Grant removed his fingers in haste as Argent twisted his beak out from thumb and forefinger, head tilting in the way that meant he was going to nip, hard.
"It's quite a steal for you," General Barcek was saying. "Haven't paid the money out for one, already, and now the AAF will foot the bill because we need you to have it for this mission. Works out quite well, when you look at it that way."
"What if I don't look at it that way?" Argent said flatly. "I've never seen the need for soft and squishy parts. I'm a pilot. I fly, I don't—" He snapped his beak shut.
Grant huffed and thanked his own lucky star that Argent hadn't completed that thought in front of the General. We're fighter pilots, we fly and we fuck. Argent had never gone with the peripheral that would let him follow through on the second. He did plenty of the first, and claimed it was all he needed.
Grant went stone-faced to avoid betraying any expression to General Barcek, Dr. Prane or even their commanding officer. Dr. Prane and Lieutenant General Palova had questioned him repeatedly, right around the time of Argent's yearly flight-readiness evaluations, on why Argent consistently held off on getting a body option. Grant's loyalty sealed his lips. In truth, though, he didn't know. It was one of the few things Argent had never confided in him, and Grant had too much stubborn pride to ask for something not freely given.
"Lieutenant Argent," Lieutenant General Palova said sharply.
Argent tilted his beak in the air and shut up, but turned his head so one black eye-lens was fixed on those assembled at the table.
"This mission requires it," General Barcek said, straightening his shoulders. He had a barrel chest that was halfway slid into a gut that strained the seams of his deep green military tunic.
"Any multi-legged cybernetic peripheral worth its weight—"
General Barcek spoke over him, raising his voice and increasing in volume until Argent fell silent again. "For those unfamiliar with the cave system of the Cressian range," he said, modulating his volume when Argent ceased speaking, "it's riddled with veins of lead and other heavy metals, those with insulating, signal-dampening effects."

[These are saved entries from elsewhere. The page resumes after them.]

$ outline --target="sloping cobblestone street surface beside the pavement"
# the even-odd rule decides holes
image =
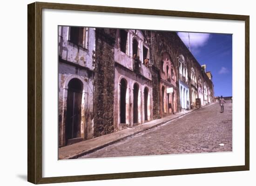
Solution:
[[[80,158],[227,151],[232,151],[232,103],[224,105],[224,113],[214,103]]]

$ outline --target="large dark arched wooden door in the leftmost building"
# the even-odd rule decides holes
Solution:
[[[69,139],[81,137],[81,103],[83,83],[73,78],[67,89],[66,143]]]

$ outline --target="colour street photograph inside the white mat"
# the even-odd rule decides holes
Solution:
[[[232,152],[232,34],[58,26],[58,159]]]

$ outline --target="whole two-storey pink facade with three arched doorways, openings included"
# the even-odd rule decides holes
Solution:
[[[116,30],[115,131],[153,119],[149,53],[147,38],[141,31]]]

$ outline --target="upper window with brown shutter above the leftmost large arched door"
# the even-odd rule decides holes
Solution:
[[[83,48],[88,48],[88,28],[71,26],[69,41]]]

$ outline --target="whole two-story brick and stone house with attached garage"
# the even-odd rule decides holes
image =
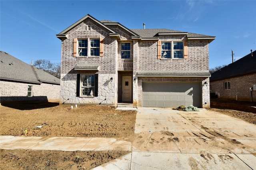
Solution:
[[[210,107],[213,36],[130,30],[89,14],[56,36],[62,40],[61,103]]]

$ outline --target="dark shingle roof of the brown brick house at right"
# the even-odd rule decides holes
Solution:
[[[210,81],[216,81],[250,73],[256,73],[256,51],[253,51],[252,54],[249,53],[248,55],[238,59],[234,63],[231,63],[218,71],[215,71],[212,73]]]

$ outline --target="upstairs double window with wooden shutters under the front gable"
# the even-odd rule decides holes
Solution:
[[[100,56],[100,39],[78,39],[78,56]]]

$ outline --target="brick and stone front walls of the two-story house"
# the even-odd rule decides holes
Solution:
[[[137,77],[138,71],[208,71],[208,40],[188,40],[187,35],[159,36],[159,39],[136,40],[134,34],[118,24],[107,22],[108,28],[118,33],[119,38],[110,36],[112,32],[93,18],[85,18],[68,30],[68,36],[62,39],[61,61],[61,102],[70,99],[69,103],[117,105],[122,102],[122,76],[132,76],[132,103],[134,107],[142,106],[142,81],[147,77]],[[73,57],[74,38],[104,38],[103,57]],[[60,38],[61,39],[61,38]],[[158,40],[188,42],[187,59],[158,59]],[[131,43],[130,59],[121,58],[121,43]],[[76,64],[98,64],[98,96],[76,97]],[[82,71],[90,73],[90,71]],[[113,78],[109,83],[110,77]],[[210,107],[209,90],[203,88],[208,77],[150,77],[156,82],[197,82],[202,84],[202,107]],[[106,100],[105,100],[106,99]],[[102,102],[104,101],[104,102]],[[207,103],[204,105],[204,103]]]

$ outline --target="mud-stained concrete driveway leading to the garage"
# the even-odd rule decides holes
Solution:
[[[132,152],[97,169],[256,170],[256,125],[221,113],[138,108]]]

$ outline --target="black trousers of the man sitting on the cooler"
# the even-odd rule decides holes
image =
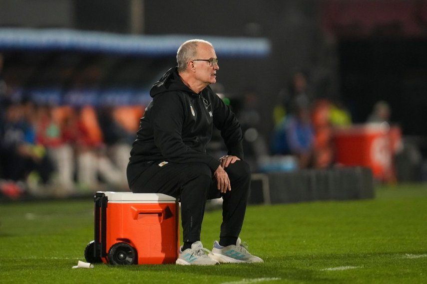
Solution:
[[[250,168],[245,161],[238,160],[225,169],[231,182],[231,191],[225,194],[217,189],[216,178],[204,163],[169,162],[160,166],[160,162],[142,166],[142,173],[130,181],[129,186],[134,193],[164,193],[179,197],[184,242],[200,240],[206,200],[221,197],[223,205],[220,237],[239,236],[251,181]],[[129,165],[128,172],[131,166],[138,165]]]

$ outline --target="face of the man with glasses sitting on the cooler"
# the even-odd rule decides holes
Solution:
[[[212,46],[199,43],[197,46],[197,55],[194,59],[216,59],[215,50]],[[210,66],[208,61],[193,61],[195,67],[195,78],[202,83],[209,85],[216,82],[216,71],[219,69],[218,64]]]

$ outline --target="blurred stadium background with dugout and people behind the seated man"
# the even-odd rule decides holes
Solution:
[[[192,38],[260,180],[427,181],[426,0],[0,0],[1,198],[128,190],[149,89]]]

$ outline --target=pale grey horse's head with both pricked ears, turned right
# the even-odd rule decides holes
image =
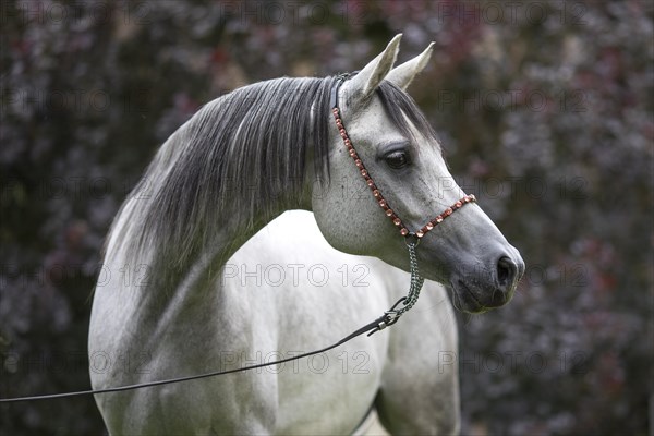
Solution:
[[[457,308],[501,306],[511,300],[524,262],[482,208],[468,202],[474,197],[450,174],[437,135],[404,92],[427,64],[433,44],[393,69],[400,37],[336,89],[347,135],[343,124],[331,121],[329,180],[314,183],[312,193],[316,221],[337,250],[404,270],[410,265],[402,235],[417,234],[422,275],[449,284]]]

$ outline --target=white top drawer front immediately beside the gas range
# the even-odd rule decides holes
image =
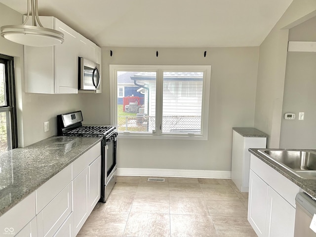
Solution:
[[[83,153],[73,164],[73,179],[79,175],[89,164],[97,157],[101,156],[101,142],[92,147],[87,152]]]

Grant's jaw tightened and his nostrils flared. "Metal peripherals won't do well there," he re-phrased, to confirm his own understanding.
"Your metal peripherals will not do well there," General Barcek repeated, fixing Argent with a gimlet stare. "The link for the body option is different, and stronger, based as it is on DNA rather than circuitry. You don't uplink, you transfer."
Argent's metallic pinions rattled together as he shifted on Grant's shoulder. Grant tried not to frown; existing through cybernetic peripherals as he did, Argent had no need to fidget. He was making his opinion known with that rattle.
"It's a two-person mission on foot," General Barcek continued. "Our coordinates can put you in the approximate location where the fighter plane was downed, but gunner and pilot will need to proceed into the caves to track down and retrieve that case."
"It's imperative that we deploy our best team immediately in order to recover that technology," Lieutenant General Palova said, taking up the thread of the mission briefing. "Without question, Captain Badu, Lieutenant Argent, you are that team. Which brings us to this table, here and now." She rapped her knuckles on the table's surface.
"Thank you," Grant said, when it became apparent no one else would speak, especially Argent who only rattled his pinions again. He smoothed a dark-skinned hand down the front of his uniform and tugged. He was still in fighting trim beneath his green tunic, though his days of working up from foot soldier to fighter pilot were long past. He had manned the weapons from Trefoil Argent's cockpit for eight years once he'd promoted into the Gemini Suit project at twenty-four, and the suspension rig was enough effort that he had to keep up on regular workouts and stamina runs to remain fit for the job. "General. Lieutenant General. I'll fly wherever Argent takes me, but accepting this mission comes down to his choice."